EN places limitations on how individual items can be listed. If you have a lot of items it all becomes a pain.

This week I realized that to use some of the information I need quickly to get an important project done I will have to pull a lot of items out of EN, and put into another piece of software. I am using WhizFolders. Second choices were MyInfo and Surfulater. MyInfo does allow me to have more than window open, but I can only work in the main window open as the second pane, not in the floating windows (Petko said this would change in the next new version. I like Surfulater a lot, especially its ability to attach notes and other information to an item, but alas, I can only have one window open at a time.

Neither My Info nor WhizFolders are really heavy duty collectors of information. But that’s ok, now that I realized I can’t rely on EN, and I’m damned if I am going to go through the work-arounds to get it to do what I need.

WhizFolders offers me a good system of tags, linking, templates, hoisting, etc.

Essentially all I need to take a bunch of info, break it into manageable bites, and write my book. I do like the fact that Sanjay, the developer of WhizFolders, has kept writers’ needs in mind, and that this is reflected on the WF website and in the demos.

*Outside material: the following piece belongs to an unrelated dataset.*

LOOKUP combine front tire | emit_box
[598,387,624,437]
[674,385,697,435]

EN does function as the best web data collector I have ever used. It is nice to have all my items synched and downloaded on my table. On an average bus ride I can read 20 to 30 news stories, or one or two long form articles. But it’s not friendly when it comes to taking information through the steps necessary for a writing projects.

Daly

22111 wrote:
So I looked to their preposterous video. So…
> >- I understand its facilities of data entry are outstanding (ocr out of
>pictures, etc., many such functions have been mentioned here, and I’m
>impressed)
> >- I see its layout is very pleasant (and that’s important, too)
> >- I see it has got some similitude to OneNote (from the above, and from
>the lacking “depth” of indentation levels)
> >- Now I perfectly understand that people with some “leisure tasks” will
>be very pleased by this program, that’s obvious
> >- But let’s say you have 10,000 items, then EN must be a nightmare?
> >- It has been said here (I think) that EN offers a tag TREE - in their
>video, I just can see flat lists of tags?
> >- Let’s put my question this way: How do you switch around between
>multiple “notebooks”, how many indentation levels do you have within
>such a “notebook” (not counting the unique “source” item if there is
>one)? How do you navigate fast and in a reliable way? Do you rely on
>tagging, search? Or did I not grasp any feature making all this much
>easier than I imagine from the outside?